İklim değişikliğini, yani küresel ısınmayı dert etmeyi veya tartışmayı, bu yönde harekete geçmeyi ve küçük de olsa bir şeyleri değiştirme çabasını, toplum olarak gündemimize almama noktasında ısrarcıyız.
Yaşanan aşırı hava olayları, gündelik hayatta dair hissettiğimiz iklimsel değişiklikler ve dengesizlikler ve bunların da ötesinde felaketler…
Anlaşılan o ki henüz bunlar bir iklim politikası geliştirmeye yönelik değil toplumsal, küçük çaplı kesimlerin bile algısını açabilmiş değil.
Fakat bu süreçte Mağusalı gençlerin ve Biyologlar Derneği’nin hakkını vermek lazım.
Geçtiğimiz hafta Biyologlar Derneği, kimsenin üzerinde durmak istemediği, kafa patlatmadığı ve harekete geçmeye niyeti olmadığı iklim değişikliğiyle ilgili hem farkındalık yaratmak hem de konunun tartışılması için bir konferans gerçekleştirdi.
Mağusalı gençler ise yaklaşık iki aydır sonuncusunu Lefkoşa’da Meclis önünde yaptıkları eylemlerle iklim değişikliğine yönelik adımlar atılmasıyla ilgili anlamlı eylemler yapmaktalar. Z kuşağı bireyleri artık yaşanabilir bir gelecek olmadığı için hemen harekete geçme çağrısı yapıyorlar ve bu çağrıyı hayatlarında da yerine getirmeye çalışıyorlar.
Kendileriyle yaptığımız söyleşilerde şöyle diyorlar:
Can Kaptanoğlu: “Fosil yakıtlarla dönen sistemin yıkılması gerek. Yenilenebilir enerji kaynaklarına yönelmemiz lazım. Fosil yakıtlardan kurtulmalıyız.”
Aysel Erkanlı: “Bu ülkeden başlayarak bir değişim başlamalı. Bireysel değil toplumsal ve hatta küresel çıkarları savunmalıyız. Yılın çoğu ayında güneş olan bir ülkede bu şekilde enerji tüketmemiz tamamen bir saçmalık”
Fatma Dalokay: “İnsanların bu konuda bilinçlenmesi lazım. Devletin de bu konuda harekete geçmesi lazım.”
Simge Oy: “Bence ülkemizde artık bir değişim olması gerekiyor. Zaman geçtikçe her şey daha zor hale geliyor. Artık harekete geçmemiz gerek. Eğer böyle devam edersek bence gelecek çok kötü olacak.”

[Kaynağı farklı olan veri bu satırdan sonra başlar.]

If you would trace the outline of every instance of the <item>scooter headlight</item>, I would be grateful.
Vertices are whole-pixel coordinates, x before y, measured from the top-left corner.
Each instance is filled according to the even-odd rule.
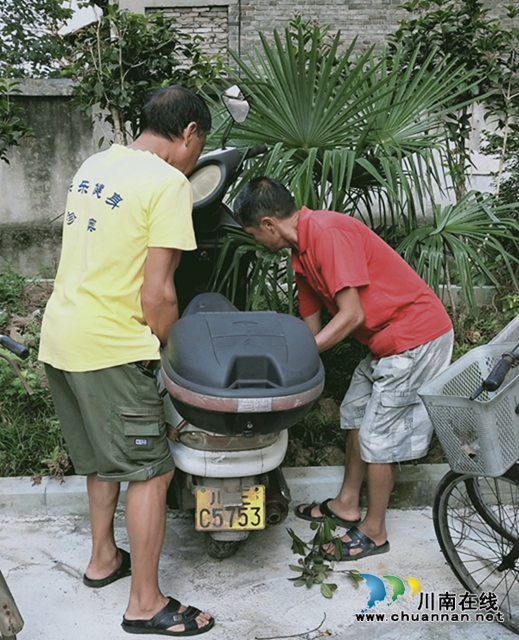
[[[207,200],[218,190],[223,180],[223,167],[219,164],[208,164],[195,170],[189,176],[189,182],[193,190],[193,205]]]

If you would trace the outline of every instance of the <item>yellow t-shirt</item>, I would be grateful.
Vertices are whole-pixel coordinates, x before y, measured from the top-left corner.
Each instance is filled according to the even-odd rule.
[[[148,247],[196,249],[191,185],[158,156],[113,145],[69,187],[40,360],[95,371],[158,358],[140,299]]]

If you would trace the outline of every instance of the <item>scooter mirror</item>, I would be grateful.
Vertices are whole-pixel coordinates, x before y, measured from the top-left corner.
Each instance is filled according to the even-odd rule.
[[[222,93],[222,102],[235,122],[245,122],[250,107],[238,85],[235,84]]]

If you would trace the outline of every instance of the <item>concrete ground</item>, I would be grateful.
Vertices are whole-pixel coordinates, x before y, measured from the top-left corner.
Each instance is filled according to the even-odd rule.
[[[287,476],[297,504],[310,494],[315,499],[329,497],[340,483],[340,468],[326,473],[322,469],[289,470]],[[0,480],[0,569],[25,620],[18,638],[128,638],[120,622],[129,578],[98,590],[81,582],[90,548],[84,485],[79,478],[67,483],[60,487],[51,482],[51,490],[49,486],[31,488],[27,479]],[[28,496],[25,499],[20,498],[23,491]],[[48,495],[43,500],[44,494]],[[39,504],[33,499],[35,495]],[[332,581],[337,590],[331,599],[325,599],[315,586],[296,588],[288,581],[295,575],[288,565],[295,564],[297,556],[291,552],[287,527],[304,540],[312,535],[309,523],[290,515],[282,525],[253,533],[233,557],[215,560],[207,555],[203,535],[194,531],[189,514],[170,511],[160,566],[164,593],[215,616],[214,629],[204,636],[208,640],[516,638],[495,622],[413,620],[438,613],[437,606],[431,606],[432,594],[437,604],[440,594],[457,598],[464,592],[439,550],[430,507],[390,510],[391,551],[336,565]],[[116,518],[116,538],[120,546],[128,548],[122,508]],[[393,603],[392,591],[384,581],[386,599],[368,611],[387,620],[358,619],[357,614],[367,608],[370,591],[364,581],[356,589],[347,574],[341,573],[343,569],[403,580],[405,593]],[[422,596],[412,595],[412,581],[406,580],[409,577],[421,583]]]

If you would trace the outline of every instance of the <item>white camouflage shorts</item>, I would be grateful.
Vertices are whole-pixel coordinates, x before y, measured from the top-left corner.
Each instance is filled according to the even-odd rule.
[[[415,349],[357,366],[341,404],[341,427],[359,429],[365,462],[390,463],[426,455],[433,426],[418,389],[450,363],[453,331]]]

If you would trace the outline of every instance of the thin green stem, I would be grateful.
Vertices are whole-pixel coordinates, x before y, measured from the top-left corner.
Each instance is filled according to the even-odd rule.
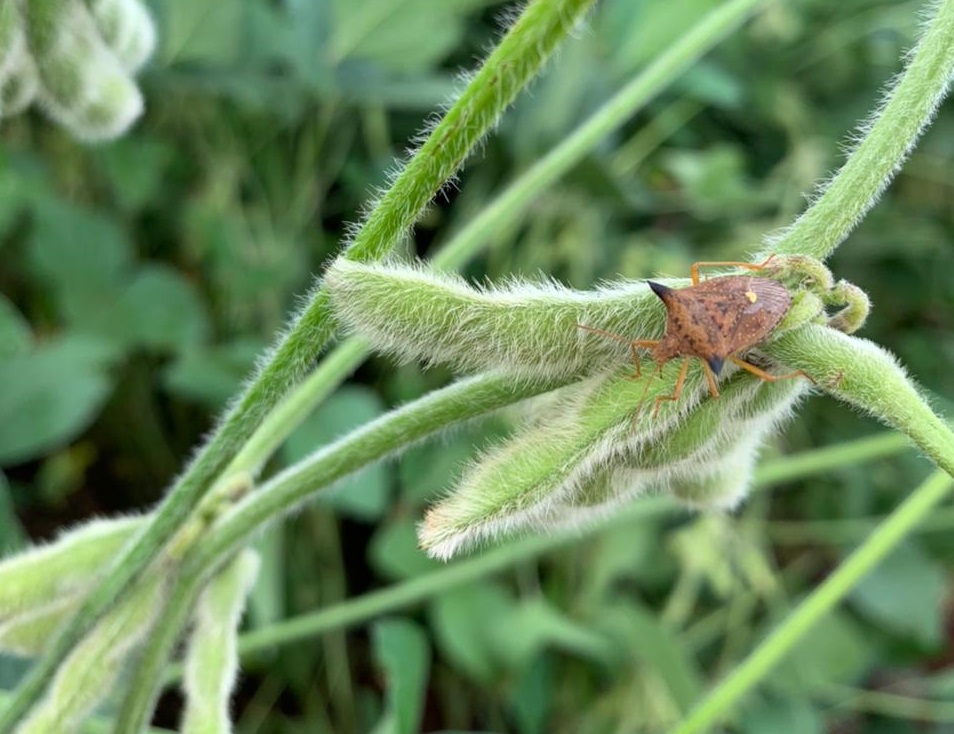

https://www.spreaker.com/user/gazeddapod/iklim-icin-harekete-gecme-zamani
______
Umarım bu yönde bu çabalar ve eylemlilikler devam eder. Çünkü ciddi bir kamusal algı yaratılmadığı ve harekete geçilmediği sürece az veya çok yokoluş sürecinin bir parçası olmaya devam edeceğiz.
Genellikle iklim meselesini konuşmaya çalıştığımızda, “ama Kıbrıs küçük yer, bizim nüfusumuz az, değişim gerçekleştirsek ne olacak” gibi cevaplarla karşılaşıyoruz. Bu tarz cevaplar en basit ifade ile yüzleşmekten kaçınma, hakikati kabullenememe ve kolaycılığa alışma olarak nitelendirebiliriz. Tüketim odaklı yaşamlar sürdürdüğümüz bir toplumda, değişim ve dönüşüm süreçleri de her zaman geç, güç ve yavaş ilerler. Fakat artık öyle bir zamandan geçmekteyiz ki, geç ifadesini kaldırabilecek ve “doğru zamanı” bekleyebilecek bir dünya yok. “Ne yapabiliriz ki?” diye sorup da kolaya kaçınmayın, “ne yapmalıyız peki?” diye sorup harekete geçmeliyiz. Sadece bu sorunun bile birkaç cevabı hazır bile.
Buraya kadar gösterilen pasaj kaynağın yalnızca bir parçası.